Mitch McConnell gave an extraordinary speech skewering Trump's efforts to overturn the election
- Senate Majority Leader Mitch McConnell gave a fiery speech on the Senate floor Wednesday excoriating President Donald Trump and his congressional allies' to throw out the results of the 2020 election.
- "Nothing before us proves illegality of the massive scale that would have tipped the entire election. Nor can public doubt alone justify a radical break when the doubt was incited without any evidence," McConnell said.
- "This election was not unusually close," he added. "The Electoral College margin was almost identical to what it was 2016. If this election were overturned by the losing side, our democracy would enter a death spiral."
Senate Majority Leader Mitch McConnell, the most powerful Republican in the upper chamber, gave a searing floor speech on Wednesday blowing a hole through President Donald Trump and his allies' efforts to unilaterally throw out some states' electoral votes and overturn the results of the 2020 general election.
"Nothing before us proves illegality of the massive scale that would have tipped the entire election," McConnell said, referring to Trump's false assertion that there was widespread, nationwide voter fraud that delegitimized the results of the election. "Nor can public doubt alone justify a radical break when the doubt was incited without any evidence."

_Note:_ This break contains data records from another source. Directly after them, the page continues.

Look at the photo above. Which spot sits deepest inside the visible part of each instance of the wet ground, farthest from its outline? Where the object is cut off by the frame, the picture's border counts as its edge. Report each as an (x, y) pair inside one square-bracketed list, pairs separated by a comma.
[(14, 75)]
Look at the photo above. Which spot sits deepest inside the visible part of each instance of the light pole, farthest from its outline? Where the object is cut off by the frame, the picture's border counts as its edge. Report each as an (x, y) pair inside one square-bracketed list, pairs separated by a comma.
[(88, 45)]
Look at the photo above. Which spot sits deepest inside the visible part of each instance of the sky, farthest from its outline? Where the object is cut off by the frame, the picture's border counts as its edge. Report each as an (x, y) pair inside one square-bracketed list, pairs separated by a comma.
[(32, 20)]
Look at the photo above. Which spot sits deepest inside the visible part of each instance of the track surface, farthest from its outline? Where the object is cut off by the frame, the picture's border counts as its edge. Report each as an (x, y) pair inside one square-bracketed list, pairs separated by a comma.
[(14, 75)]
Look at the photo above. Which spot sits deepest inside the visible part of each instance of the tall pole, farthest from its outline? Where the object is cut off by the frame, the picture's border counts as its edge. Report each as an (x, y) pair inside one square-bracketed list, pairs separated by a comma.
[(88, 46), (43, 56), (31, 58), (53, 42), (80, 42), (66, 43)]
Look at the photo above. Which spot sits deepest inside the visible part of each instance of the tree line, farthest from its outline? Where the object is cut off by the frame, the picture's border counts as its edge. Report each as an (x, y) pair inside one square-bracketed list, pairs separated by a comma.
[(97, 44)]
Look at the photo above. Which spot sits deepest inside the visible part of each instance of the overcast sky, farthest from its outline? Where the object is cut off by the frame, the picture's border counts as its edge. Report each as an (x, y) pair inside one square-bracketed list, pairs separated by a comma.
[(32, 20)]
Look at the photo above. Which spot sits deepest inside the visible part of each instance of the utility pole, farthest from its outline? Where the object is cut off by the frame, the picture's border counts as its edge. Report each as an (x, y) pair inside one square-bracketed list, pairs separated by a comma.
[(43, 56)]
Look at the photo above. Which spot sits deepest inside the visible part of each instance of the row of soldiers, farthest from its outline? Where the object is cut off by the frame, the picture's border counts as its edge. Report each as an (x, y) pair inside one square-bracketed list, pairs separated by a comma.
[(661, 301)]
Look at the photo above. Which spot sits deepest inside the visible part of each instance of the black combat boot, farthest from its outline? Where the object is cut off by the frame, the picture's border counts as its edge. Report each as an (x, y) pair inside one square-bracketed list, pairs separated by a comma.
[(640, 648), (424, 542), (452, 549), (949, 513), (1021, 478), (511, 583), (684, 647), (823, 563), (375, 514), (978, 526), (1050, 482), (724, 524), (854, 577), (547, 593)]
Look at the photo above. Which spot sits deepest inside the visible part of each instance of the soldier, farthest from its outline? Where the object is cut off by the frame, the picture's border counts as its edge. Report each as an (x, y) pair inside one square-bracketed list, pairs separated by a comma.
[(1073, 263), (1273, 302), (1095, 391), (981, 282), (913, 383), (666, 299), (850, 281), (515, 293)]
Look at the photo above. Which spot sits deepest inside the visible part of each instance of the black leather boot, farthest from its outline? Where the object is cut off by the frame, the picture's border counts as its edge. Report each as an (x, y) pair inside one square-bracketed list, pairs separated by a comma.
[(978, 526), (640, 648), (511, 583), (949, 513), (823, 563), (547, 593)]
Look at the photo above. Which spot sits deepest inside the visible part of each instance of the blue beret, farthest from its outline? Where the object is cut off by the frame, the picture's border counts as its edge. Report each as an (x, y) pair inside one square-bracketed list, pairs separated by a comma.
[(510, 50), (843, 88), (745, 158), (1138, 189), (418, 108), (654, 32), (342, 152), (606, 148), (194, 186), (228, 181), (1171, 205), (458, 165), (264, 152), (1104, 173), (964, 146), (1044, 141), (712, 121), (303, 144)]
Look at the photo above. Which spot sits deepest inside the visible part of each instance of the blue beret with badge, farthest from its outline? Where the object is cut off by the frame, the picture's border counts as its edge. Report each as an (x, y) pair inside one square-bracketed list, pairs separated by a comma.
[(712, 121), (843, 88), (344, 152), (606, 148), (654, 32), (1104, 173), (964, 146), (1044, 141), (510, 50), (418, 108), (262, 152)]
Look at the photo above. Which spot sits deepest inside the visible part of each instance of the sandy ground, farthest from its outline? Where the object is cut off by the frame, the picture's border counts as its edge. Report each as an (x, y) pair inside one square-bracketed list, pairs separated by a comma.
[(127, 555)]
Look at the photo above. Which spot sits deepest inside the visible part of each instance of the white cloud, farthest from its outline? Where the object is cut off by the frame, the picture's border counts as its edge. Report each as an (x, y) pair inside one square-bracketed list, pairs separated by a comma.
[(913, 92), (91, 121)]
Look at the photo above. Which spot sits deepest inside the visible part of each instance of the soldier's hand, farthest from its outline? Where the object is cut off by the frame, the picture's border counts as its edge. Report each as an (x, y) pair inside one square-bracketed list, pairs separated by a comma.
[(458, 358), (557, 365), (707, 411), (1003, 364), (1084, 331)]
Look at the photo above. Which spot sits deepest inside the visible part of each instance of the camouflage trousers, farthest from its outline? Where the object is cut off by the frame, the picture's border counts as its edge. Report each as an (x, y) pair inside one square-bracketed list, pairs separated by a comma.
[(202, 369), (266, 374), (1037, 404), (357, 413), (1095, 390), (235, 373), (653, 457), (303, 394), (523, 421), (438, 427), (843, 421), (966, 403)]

"The Constitution gives us here in Congress a limited role," McConnell added, in a rebuke of some Trump loyalists' claims that Congress and Vice President Mike Pence can "decertify" states' electoral votes if they want to.
"This election was not unusually close. 1976, 2000, and 2004 were all closer than this. The Electoral College margin was almost identical to what it was 2016. If this election were overturned by the losing side, our democracy would enter a death spiral," the Kentucky Republican said.
McConnell made his remarks when Congress convened to officially certify President-elect Joe Biden's victory in the election. A few minutes after the joint session opened, a number of Republican House and Senate lawmakers objected to certifying Arizona's electoral votes, which went to Biden after the Electoral College met last month.
According to congressional procedure, when a challenge is lodged against a state's electoral votes, both houses must separately debate the motion for up to two hours.
Both the House of Representatives and the Senate must vote to reject a state's electoral votes in order to nullify them. There is virtually no chance of that happening this year, given that Democrats control the House and Republicans control the Senate, and many Senate Republicans have said they will not back the president's efforts to take back the White House.